Cryonics, or the freezing of a living organism over a long period of time in hope to restore life to it at a future time, is no longer just a myth from the world of fiction presented to us on the television. This practice is used to preserve the lives of those who cannot be treated by modern medicines and so hope to continue their lives when technology and advancements permit them to do so.
Although the technology is still in its infancy, great advances have been made in the recent decades which have enabled us to understand what techniques and procedures are needed to perform both a successful freezing and revival.
With the technology and knowledge we have today only part of the procedure can actually be carried out. Although the freezing is possible and has been performed successfully, the reviving has never been performed because of one reason: the technology has not yet been developed. This could take years, decades or even centuries.
Some may think that cryonics is still only science fiction and that the frozen bodies stored in the – 196°C conditions in Arizona, USA are of no use but, the science behind the procedure is feasible. The Alcor Life Extension Foundation states on their website that cryonics can indeed be justified.
The stopping and restarting of life may seem unnatural and abnormal to most. However, the necessary procedures have been carried out thousands of times. Human embryos are preserved for years at a time at temperatures which completely stop biological activities. Later on they are defrosted and grow into perfectly healthy human beings. Fully grown adults have also survived cooling to low temperatures which stop all heart and brain activity.
When we use the term freezing what is really meant is vitrification. The difference is in the process; vitrification is an ice-free process and so during the procedure a majority of the water inside the human body and cells is replaced by special protective chemicals. This replacement means that freezing is prevented and instead molecules just move slower and slower until all biological reactions stop at approximately -124°C. What makes this different to freezing is that there is no ice formation. Ice formation can damage tissue permanently leading to problems when reviving.
The process begins by the patient being placed in an ice bath when their heart stops beating. A mechanical resuscitator restores the breathing and circulation. Anaesthetic, along with a concoction of other chemicals, is then supplied to the body via intravenous (within a vein) methods. These have no real purpose now but are to help prevent injury to the brain during reviving. The patient is then connected to a heart-lung machine while a heat exchanger is used to reduce the body temperature.
Major blood vessels near the heart are then accessed and a solution is used to wash out any remaining blood. The next process takes about three hours and involves the patient being cooled to -124° C by fans circulating nitrogen gas around the body. The end product is a vitrified patient rather than a frozen one. Further cooling then takes place in the next two weeks which takes the temperature down to a chilly -196°C. Finally, the body is stored indefinitely in liquid nitrogen until the reviving.

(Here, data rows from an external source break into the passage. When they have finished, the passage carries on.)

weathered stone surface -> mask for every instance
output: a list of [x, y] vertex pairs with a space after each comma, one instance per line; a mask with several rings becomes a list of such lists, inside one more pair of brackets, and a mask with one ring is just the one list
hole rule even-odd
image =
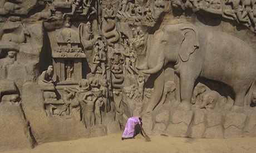
[[90, 130], [75, 118], [47, 116], [43, 110], [43, 99], [38, 85], [26, 83], [23, 89], [23, 109], [38, 143], [90, 136]]
[[246, 115], [242, 113], [229, 113], [226, 115], [223, 120], [224, 129], [233, 125], [239, 129], [242, 129], [245, 126]]
[[220, 125], [221, 123], [221, 115], [217, 113], [209, 113], [206, 115], [206, 127]]
[[242, 130], [235, 126], [231, 126], [224, 130], [224, 137], [243, 137], [244, 132]]
[[20, 105], [0, 103], [0, 151], [32, 148], [29, 125]]
[[167, 110], [163, 110], [159, 114], [156, 115], [156, 121], [158, 123], [163, 123], [165, 125], [168, 125], [170, 119], [170, 113]]
[[205, 125], [204, 123], [193, 125], [191, 129], [191, 135], [189, 137], [193, 138], [203, 137], [205, 130]]
[[152, 130], [152, 134], [160, 135], [165, 132], [165, 129], [166, 129], [166, 125], [164, 123], [156, 123]]
[[223, 129], [220, 125], [206, 128], [204, 133], [205, 138], [223, 138]]
[[93, 128], [90, 129], [90, 137], [101, 136], [106, 135], [104, 127]]
[[152, 129], [153, 128], [152, 115], [151, 114], [147, 114], [144, 115], [142, 118], [143, 129], [147, 134], [151, 134]]
[[204, 111], [201, 109], [196, 109], [194, 111], [195, 114], [194, 116], [193, 125], [196, 125], [200, 123], [204, 122], [205, 114]]
[[176, 110], [171, 116], [171, 121], [173, 124], [183, 122], [188, 126], [191, 123], [193, 115], [192, 111]]
[[256, 5], [192, 1], [0, 1], [0, 104], [38, 143], [255, 135]]
[[256, 135], [256, 114], [248, 115], [248, 121], [245, 128], [245, 131]]
[[188, 126], [184, 122], [176, 124], [170, 124], [165, 130], [165, 132], [171, 136], [186, 137]]

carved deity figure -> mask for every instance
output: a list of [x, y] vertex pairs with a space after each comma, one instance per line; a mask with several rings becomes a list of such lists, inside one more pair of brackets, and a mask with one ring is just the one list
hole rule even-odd
[[81, 103], [83, 119], [87, 128], [90, 128], [95, 124], [95, 116], [94, 115], [93, 108], [97, 98], [92, 98], [92, 96], [86, 94], [83, 98], [83, 102]]
[[84, 39], [86, 40], [90, 40], [92, 39], [92, 30], [91, 29], [91, 25], [90, 22], [88, 22], [86, 24], [86, 26], [85, 26], [83, 28], [83, 32], [84, 34], [83, 34], [84, 37]]
[[0, 68], [14, 64], [16, 62], [16, 52], [9, 51], [5, 58], [0, 59]]
[[106, 7], [103, 9], [103, 14], [105, 18], [113, 18], [116, 17], [113, 7], [110, 4], [107, 4]]
[[102, 119], [101, 114], [101, 108], [103, 104], [103, 98], [101, 97], [98, 98], [95, 102], [95, 110], [94, 110], [94, 114], [95, 115], [96, 125], [101, 124]]
[[104, 80], [101, 87], [100, 90], [101, 91], [102, 96], [102, 101], [105, 106], [105, 111], [109, 111], [110, 109], [110, 106], [109, 101], [109, 88], [107, 88], [107, 83], [106, 80]]
[[72, 79], [72, 73], [74, 68], [73, 64], [71, 63], [70, 60], [68, 60], [65, 67], [67, 73], [67, 80], [71, 80]]
[[243, 3], [243, 0], [226, 0], [225, 4], [230, 4], [232, 9], [224, 9], [223, 11], [224, 17], [231, 19], [237, 20], [239, 22], [245, 22], [247, 23], [245, 24], [249, 24], [250, 21], [246, 16], [247, 13], [244, 10]]
[[145, 78], [143, 75], [139, 75], [137, 78], [137, 83], [138, 84], [138, 95], [140, 102], [142, 102], [143, 99], [143, 89], [145, 84]]
[[67, 15], [72, 16], [73, 15], [77, 10], [79, 9], [79, 8], [81, 6], [81, 0], [72, 0], [72, 11], [70, 13], [64, 13], [63, 17], [66, 17]]
[[47, 70], [43, 71], [38, 78], [38, 83], [42, 86], [53, 86], [53, 67], [50, 65]]

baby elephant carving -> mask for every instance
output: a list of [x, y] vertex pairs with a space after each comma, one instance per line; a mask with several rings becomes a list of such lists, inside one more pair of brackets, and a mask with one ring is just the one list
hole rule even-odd
[[194, 90], [192, 101], [194, 107], [210, 110], [223, 106], [226, 103], [227, 98], [199, 83]]

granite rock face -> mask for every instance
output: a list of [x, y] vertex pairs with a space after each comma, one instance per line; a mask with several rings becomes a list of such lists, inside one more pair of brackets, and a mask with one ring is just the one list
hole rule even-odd
[[0, 150], [118, 132], [135, 116], [149, 134], [255, 136], [247, 1], [1, 1]]

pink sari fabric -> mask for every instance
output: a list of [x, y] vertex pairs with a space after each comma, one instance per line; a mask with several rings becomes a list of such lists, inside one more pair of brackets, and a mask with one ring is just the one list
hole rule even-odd
[[137, 123], [141, 124], [139, 117], [130, 118], [127, 121], [122, 137], [130, 138], [134, 137], [134, 128], [135, 125]]

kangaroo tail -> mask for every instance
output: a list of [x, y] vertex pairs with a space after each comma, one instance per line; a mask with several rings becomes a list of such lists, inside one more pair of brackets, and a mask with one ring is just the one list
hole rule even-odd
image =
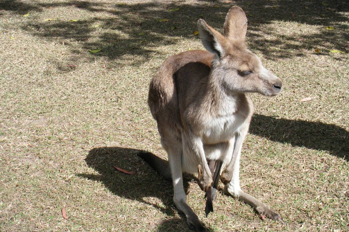
[[168, 162], [150, 152], [141, 152], [137, 155], [144, 160], [164, 179], [172, 181]]

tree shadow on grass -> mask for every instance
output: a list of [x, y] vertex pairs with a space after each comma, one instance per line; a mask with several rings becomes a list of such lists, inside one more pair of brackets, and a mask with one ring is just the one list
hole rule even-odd
[[[79, 173], [77, 176], [101, 181], [115, 195], [153, 206], [165, 214], [169, 219], [160, 222], [158, 231], [189, 231], [185, 216], [180, 212], [180, 218], [175, 216], [172, 183], [156, 174], [138, 157], [137, 154], [142, 151], [117, 147], [94, 148], [89, 152], [85, 160], [88, 167], [99, 175]], [[132, 171], [134, 174], [124, 173], [116, 170], [113, 166]], [[186, 174], [183, 177], [185, 190], [187, 192], [189, 183], [194, 177]], [[160, 204], [163, 205], [155, 202], [154, 198], [159, 199]], [[169, 228], [171, 228], [169, 230]]]
[[327, 151], [349, 160], [349, 131], [335, 125], [255, 114], [250, 133], [279, 142]]
[[[348, 26], [345, 23], [348, 18], [345, 13], [349, 11], [349, 4], [345, 1], [329, 1], [329, 6], [315, 0], [304, 2], [295, 0], [251, 0], [248, 5], [241, 0], [234, 3], [240, 6], [247, 15], [247, 38], [250, 47], [260, 51], [267, 59], [303, 56], [305, 50], [317, 48], [322, 48], [324, 52], [320, 55], [334, 48], [344, 51], [348, 48], [346, 42], [348, 39], [346, 33]], [[140, 57], [143, 61], [152, 56], [158, 46], [177, 43], [178, 38], [198, 40], [199, 37], [193, 32], [197, 30], [196, 22], [200, 15], [203, 15], [208, 23], [221, 31], [227, 13], [233, 5], [223, 1], [213, 2], [208, 0], [195, 4], [166, 1], [127, 2], [124, 5], [91, 1], [78, 3], [55, 1], [52, 3], [0, 1], [0, 6], [4, 10], [15, 14], [25, 14], [28, 10], [48, 10], [49, 7], [65, 7], [70, 10], [76, 8], [87, 11], [89, 17], [74, 23], [63, 20], [47, 22], [28, 18], [24, 21], [27, 22], [22, 29], [45, 39], [79, 41], [77, 46], [88, 54], [88, 49], [102, 49], [98, 53], [89, 54], [88, 56], [91, 58], [102, 56], [112, 60], [122, 60], [128, 59], [123, 56], [129, 55], [133, 58], [136, 56]], [[180, 8], [180, 10], [168, 10], [174, 7]], [[156, 21], [163, 18], [169, 21]], [[273, 28], [271, 24], [275, 21], [296, 22], [321, 26], [322, 28], [311, 32], [285, 34], [284, 32], [280, 32]], [[99, 24], [101, 27], [94, 28], [94, 23]], [[268, 26], [268, 24], [270, 26]], [[335, 30], [325, 30], [325, 26], [328, 25], [335, 27]], [[171, 26], [175, 26], [176, 29], [171, 29]], [[67, 42], [66, 45], [77, 52], [81, 59], [85, 59], [86, 54], [74, 49], [76, 43], [69, 45]], [[93, 59], [90, 60], [94, 61]]]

At the start of the process it is mentioned that the ordeal begins when their heart stops beating. This may seem a little strange; however, cryonic suspension is actually illegal when performed on someone who is still alive. This means that the patient needs to be pronounced legally dead before the procedure can begin. However, this does not cause a great deal of fuss to the scientists as a legal death is not the same as a total death. Legal death takes place when the heart stops beating while total death takes place when all brain activity stops. Cryonics preserves the cell functions and so resuscitation can still be performed as long as brain and cell activity remain. To this date over 85 patients have used the services at the Alcor Life Extension Foundation and have been stored in liquid nitrogen. Amongst these is the famous baseball legend Ted Williams who “died” in 2002. Some argue that this is all a huge con as the company is simply taking people’s money without a promise of resuscitation. No successful reviving procedures have taken place yet and none are expected in the near future. So if you are interested in having yourself preserved in a container surrounded by liquid nitrogen at -196°C then you only need a mere $28, 000 (£17,000) lying around – but don’t expect a 28 day money back guarantee.